The solution? Marrying MFA with passwordless authentication. In short, combining MFA technology with a biometric login (think facial recognition). This concept removes any type of shared secret and eliminates the transmission or storing of credentials, thus removing the “man in the middle” and reducing the attack surface. By simply using a smartphone, security key, or platform authenticator, users can securely log into a workstation and corporate domain, without ever typing in a password.
Passwordless authentication removes user frustration while ensuring the highest level of password security – by eliminating the password altogether. Leading companies such as Aetna/CVS Health, most major banks in the United States, airlines and insurance companies have all adopted passwordless technologies.

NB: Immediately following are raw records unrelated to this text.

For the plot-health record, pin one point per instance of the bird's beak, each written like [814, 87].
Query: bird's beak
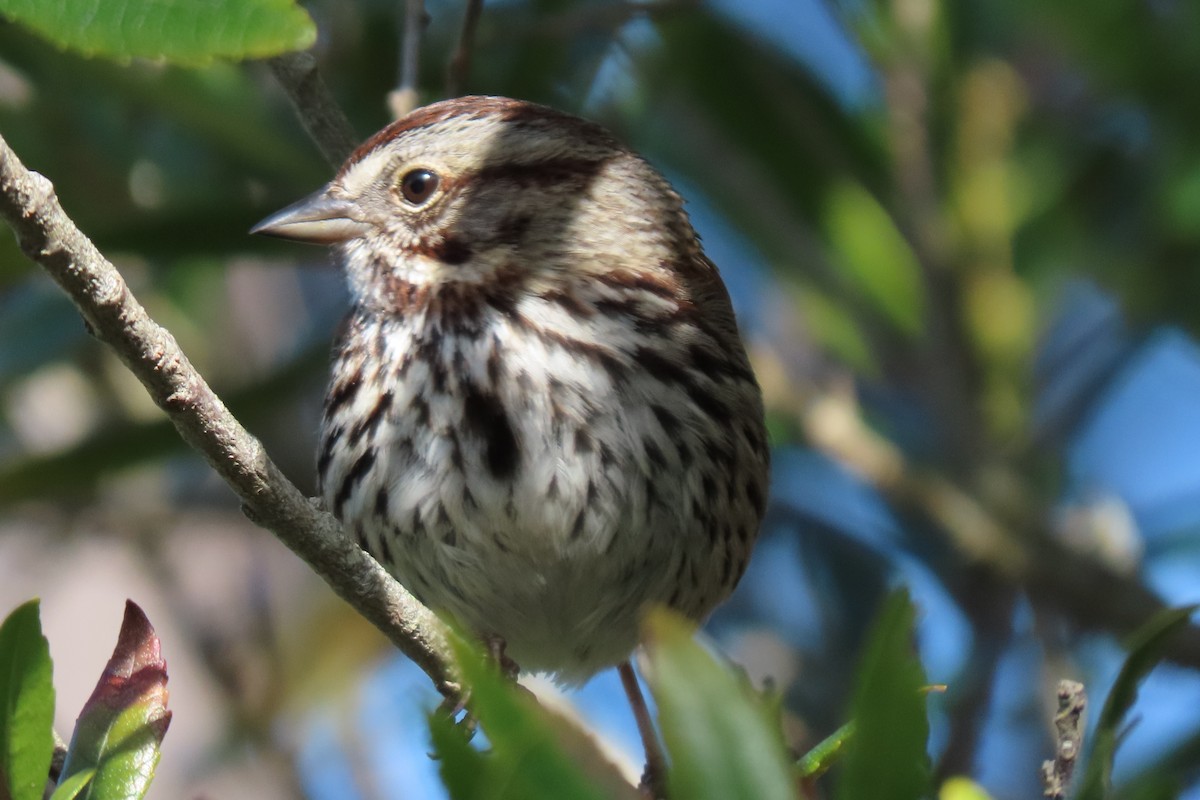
[318, 218]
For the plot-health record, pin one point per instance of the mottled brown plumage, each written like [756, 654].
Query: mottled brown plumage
[541, 417]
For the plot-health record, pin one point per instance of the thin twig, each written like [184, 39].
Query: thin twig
[316, 107]
[48, 236]
[405, 96]
[459, 68]
[1068, 723]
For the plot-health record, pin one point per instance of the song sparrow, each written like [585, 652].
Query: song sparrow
[541, 419]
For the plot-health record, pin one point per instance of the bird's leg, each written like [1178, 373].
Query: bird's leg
[654, 777]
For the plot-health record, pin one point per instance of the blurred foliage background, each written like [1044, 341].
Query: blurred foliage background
[964, 241]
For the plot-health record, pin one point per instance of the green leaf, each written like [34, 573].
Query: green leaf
[27, 705]
[817, 761]
[886, 759]
[875, 256]
[71, 788]
[961, 788]
[123, 723]
[1146, 648]
[463, 768]
[721, 740]
[535, 753]
[179, 31]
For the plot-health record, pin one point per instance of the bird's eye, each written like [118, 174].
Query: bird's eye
[418, 186]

Moving forward, passwordless authentication will certainly be the norm, particularly since the Federal Financial Institutions Examination Council (FFIEC) recently issued a guidance on effective authentication and access risk management practices for the various parties that access financial institution services and systems. Microsoft, in particular, is taking the lead in incorporating this technology and making it non-negotiable for entities with data to secure (or, all entities).
In fact, a Digital Defense Report recently distributed by Microsoft shows continued attacks from other nation-states that weren’t necessarily via exploitations of software, but rather well-known techniques such as password spray and phishing. This just highlights how vulnerable most organizations are to attacks, and how widespread the antiquated use of passwords is amongst the population.
With the number of digital touchpoints increasing for companies across the board, MFA alone – and MFA rooted in password security – will continue to become less and less secure for both brands and consumers. With countless pieces of data and dollars to lose, neither party can afford to put their information at risk. Under the FFIEC’s guidance, and with Microsoft at forefront, Passwordless MFA is the way of the future.